I need a tqdm
progress bar over a set of (possibly long) set of merge operations.
In my application, I have a set of operations in cascade like the following
data = data.merge(get_data_source1(), on="id", how="left")\
.merge(get_data_source2(), on="id", how="left")\
...
.merge(get_data_sourceN(), on="id", how="left")
It is not relevant what the get_data_source<i>
functions do, they pull the data from somewhere (for instance, from different files or different DBs) and they returns a DataFrame with an "id" column and that it takes a few seconds.

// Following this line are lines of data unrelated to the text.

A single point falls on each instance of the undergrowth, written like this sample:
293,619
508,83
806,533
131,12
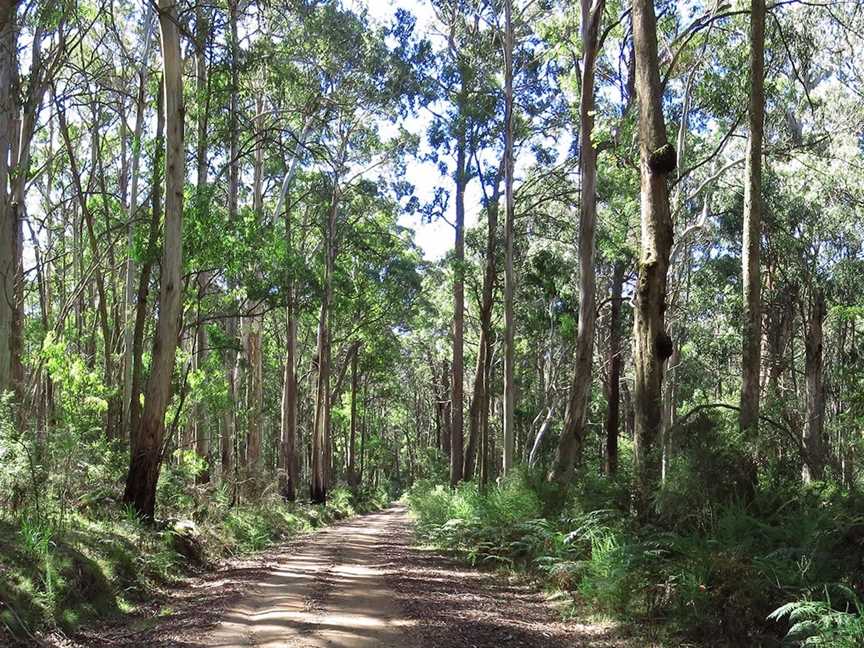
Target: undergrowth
98,564
725,561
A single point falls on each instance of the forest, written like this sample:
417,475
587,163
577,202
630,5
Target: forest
470,322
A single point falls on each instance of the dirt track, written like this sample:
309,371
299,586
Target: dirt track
332,592
358,584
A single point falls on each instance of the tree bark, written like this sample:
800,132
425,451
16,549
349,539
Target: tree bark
352,436
147,268
146,454
130,312
202,420
814,459
652,344
458,369
229,423
613,387
571,442
8,225
752,228
321,432
509,324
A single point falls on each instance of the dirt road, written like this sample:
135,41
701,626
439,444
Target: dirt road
358,584
332,592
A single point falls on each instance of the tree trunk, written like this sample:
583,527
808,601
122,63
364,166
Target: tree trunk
613,387
255,377
229,423
130,319
104,323
509,324
480,394
652,344
570,444
288,428
814,452
321,432
8,226
458,373
147,268
146,455
752,228
352,436
446,409
202,420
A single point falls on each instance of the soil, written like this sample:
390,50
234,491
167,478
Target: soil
358,584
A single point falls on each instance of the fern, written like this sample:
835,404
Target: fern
818,623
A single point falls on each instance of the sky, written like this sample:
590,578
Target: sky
436,238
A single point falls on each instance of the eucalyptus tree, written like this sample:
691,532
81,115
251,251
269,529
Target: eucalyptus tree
752,228
652,344
147,441
571,440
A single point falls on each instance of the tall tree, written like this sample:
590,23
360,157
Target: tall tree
509,226
572,436
147,442
8,220
652,345
751,359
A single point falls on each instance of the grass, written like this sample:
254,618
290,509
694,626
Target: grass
101,566
783,566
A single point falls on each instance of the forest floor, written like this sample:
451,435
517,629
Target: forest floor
358,584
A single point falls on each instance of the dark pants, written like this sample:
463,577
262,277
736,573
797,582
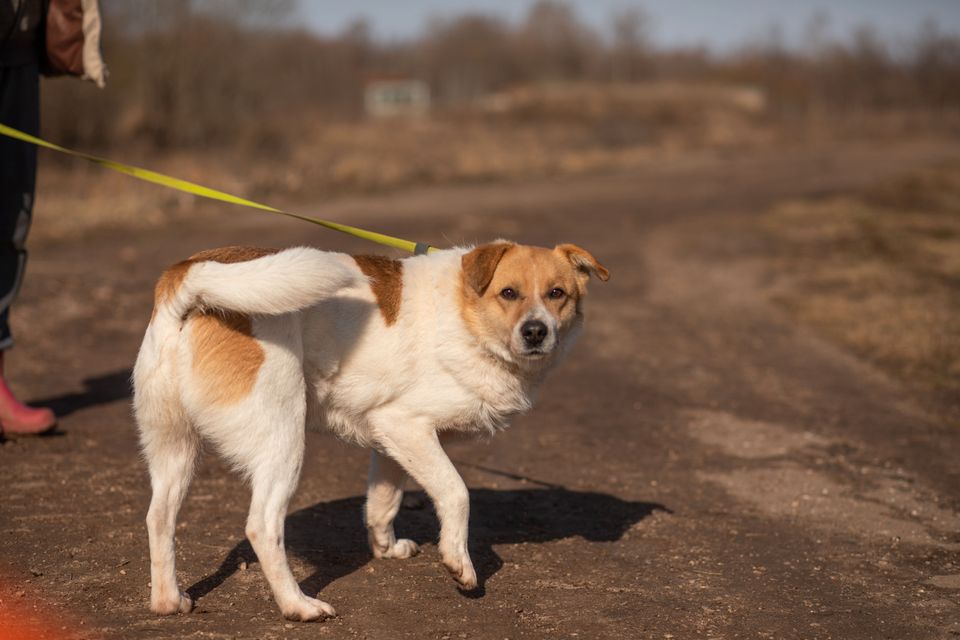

I would need a progress bar that goes with N. This is probably feasible encapsulating each merge operation within lambda
functions and put them into an iterable, but it looks like an overengineered and hard to read solution if I try to think of it (please correct me if you think I'm wrong).
Also, I'm aware that is possible to add a progress bar to each merge operation using the progress_apply
function (like reported here), but that would generate several (N) short progress bar rather than a single one.
For the sake of emulating a working setup, let's consider this toy example
import pandas as pd
import numpy as np
import time
data = pd.DataFrame(np.random.randint(0,100,size=(100,3)), columns=["id","A", "B"])
def get_data(col):
time.sleep(1.0)
return pd.DataFrame(np.random.randint(0,100,size=(100,2)), columns=["id",col])
data.merge(get_data("C"), on="id", how="left")\
.merge(get_data("D"), on="id", how="left")\
.merge(get_data("E"), on="id", how="left")\
.merge(get_data("F"), on="id", how="left")\
.merge(get_data("G"), on="id", how="left")\
.merge(get_data("H"), on="id", how="left")
What would the best way to approach the problem?